Hurricane Sandy hits Long Island by McCormickFoundation.org

In a shameless display of putting politics before human needs, Congress began 2013 still scrapping over a $60 billion Hurricane Sandy relief bill fully nine weeks after the disaster hit. And if the Katrina experience is any indication, the bill may not bring adequate relief to struggling and displaced homeowners even when it is finally passed. 

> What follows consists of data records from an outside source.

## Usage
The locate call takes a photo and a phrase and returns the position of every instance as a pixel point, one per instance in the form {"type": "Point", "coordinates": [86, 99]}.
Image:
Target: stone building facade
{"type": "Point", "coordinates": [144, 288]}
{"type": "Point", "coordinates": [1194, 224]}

The damage wrought by Sandy to New York and New Jersey coastal areas was similar in scale   to that to New Orleans from Hurricane Katrina in 2005. Just two weeks after Katrina hit, Congress approved $62.3 billion in emergency appropriations, along with numerous subsequent emergency funding requests to cover the damages, which topped $100 billion. Yet as noted on the Occupy Sandy Facebook page, federal relief funds post-Katrina were gutted in favor of "privatizing and outsourcing relief, making room for predatory lenders, disaster capitalists, and gentrification developers." 
 
Most people believe they are protected from disaster by their insurance policies or by the Federal Emergency Management Agency (FEMA).  But many Sandy victims have found that their insurance policies included obscure provisions that excluded coverage, depending on such things as whether the disaster was officially classified as a "hurricane" or a "tropical storm," and whether the damage was from "wind" or "flood."  And the only aid they have been offered by FEMA, working in partnership with Small Business Administrative Disaster Assistance , is the opportunity to take on more debt.  According to a report by Strike Debt :
[T]he vast majority of FEMA's resources and efforts are spent on public assistance grant programs that provide infrastructure restoration. Individual victims of disaster are mostly offered personal loans to help them "get back on their feet." Although these loans might seem good on the surface, they have many features of predatory subprime lending techniques and ultimately make long-term financial burden the precondition for "recovery."